April 10, 1997

Web servers in embedded systems enhance user interaction

RICHARD A QUINNELL, TECHNICAL EDITOR

If an embedded system can mimic a Web page, the system can leverage all the capability of the Internet. The key is using the right Web-server software.

Explosive Internet growth has generated fallout beneficial to embedded-system developers. The technology that makes the World Wide Web so popular can provide embedded systems with a rich but inexpensive user interface and can simplify connections to remote equipment. The trick is to pick the right match for system needs.

The Internet's data-transport protocols allow diverse computer systems to exchange information using a client/server model. In the case of http (hypertext-transport protocol) on the Web, this exchange allows the client to create a rich visual experience for the user with minimal information from the server. The combination provides an opportunity for embedded-system developers to open a window into their devices without extensive development effort.

In effect, Internet technology provides a poor man's graphical user interface (GUI) for embedded systems. A major challenge of providing user-interface software--generating screen images and accommodating a range of user hardware--becomes trivial. The embedded system need provide only Web-compatible http-server software and html (hypertext-markup-language) page information. All the hard work is done by an off-the-shelf Web browser running on the user terminal.

The applications that can use Internet technology are legion. Virtually any embedded system that needs an interface port for user monitoring and control can apply Internet technology to that need. An embedded Web server can source system-status information and accept configuration data, software updates, and control commands. It doesn't matter if users connect directly to the system or through a LAN (intranet) or the public Internet. The same browser and embedded software work regardless of the physical connection.

Remote monitoring and control are not new features. For years, developers have included serial diagnostic ports in systems with interfaces to PCs, terminals, or networks. Some developers have included telephone connections for dial-up access. These interfaces have always been custom-designed, however, and dedicated to specific user equipment. In many cases, developers created abbreviated user interfaces with cryptic coded commands to attain compact code for the interface's embedded side.

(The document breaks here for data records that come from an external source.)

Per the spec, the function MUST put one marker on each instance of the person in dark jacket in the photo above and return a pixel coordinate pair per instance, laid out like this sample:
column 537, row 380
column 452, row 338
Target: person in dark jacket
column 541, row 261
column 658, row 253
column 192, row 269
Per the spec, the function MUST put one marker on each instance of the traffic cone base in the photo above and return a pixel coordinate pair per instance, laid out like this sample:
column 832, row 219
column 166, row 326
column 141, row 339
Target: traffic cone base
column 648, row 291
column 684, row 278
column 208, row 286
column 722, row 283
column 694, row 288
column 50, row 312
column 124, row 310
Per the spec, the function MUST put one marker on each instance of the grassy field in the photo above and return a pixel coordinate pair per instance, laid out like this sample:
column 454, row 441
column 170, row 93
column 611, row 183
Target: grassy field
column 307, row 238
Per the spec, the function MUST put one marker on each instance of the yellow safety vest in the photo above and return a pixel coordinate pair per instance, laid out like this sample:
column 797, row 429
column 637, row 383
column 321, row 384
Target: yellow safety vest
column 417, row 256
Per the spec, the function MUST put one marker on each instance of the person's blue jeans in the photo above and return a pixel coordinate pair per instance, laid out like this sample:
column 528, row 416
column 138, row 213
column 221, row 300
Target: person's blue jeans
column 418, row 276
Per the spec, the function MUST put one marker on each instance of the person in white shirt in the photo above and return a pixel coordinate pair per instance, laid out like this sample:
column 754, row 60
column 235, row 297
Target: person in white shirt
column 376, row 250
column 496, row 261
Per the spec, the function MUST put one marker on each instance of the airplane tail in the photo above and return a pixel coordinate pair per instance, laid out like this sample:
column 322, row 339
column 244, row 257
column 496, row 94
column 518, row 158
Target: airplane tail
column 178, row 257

Internet-technology use performs the same function as do these custom interfaces but with extensive formatting options at a reduced development cost. Interface development becomes the simpler task of designing html pages and application software to respond to browser queries. As a bonus, the interface becomes one that is familiar to a growing number of users.

By leveraging the power and robustness of off-the-shelf Web browsers, an embedded Web server can give your system tremendous flexibility. The user interface now stays with the system, rather than being a separate software package for installation in the user's host equipment. Any user system with a Web browser can interact with your system with no additional development effort on your part. Customized user interfaces become relatively simple. The html page definitions contain all of the differences in appearance, language, and graphics, such as company logos. The system software remains the same.

Internet-technology use also allows the embedded system to offer substantial online capabilities without using system resources. By having html pages point to other network locations, the system can offer users more online documentation and richer graphics than the system hardware could otherwise support. Netscape Communications (Mountain View, CA) uses this technique in its PC-hosted Web browser, for example. Netscape Navigator 3.0 includes help files that point to locations on Netscape's home page. This technique gives the user more information than would fit in a reasonable program size. In addition, this technique lets Netscape correct or modify the company's documentation without distributing errata to all Netscape customers.

The same technique can increase the apparent processing power of the embedded system as seen through the browser. The user interface could offer statistical analysis of system data by pointing the browser to a more powerful partner on the network and by supplying the raw data. The partner performs the calculations and returns the results to the browser. As far as the user is concerned, however, the information appears to come from the embedded system.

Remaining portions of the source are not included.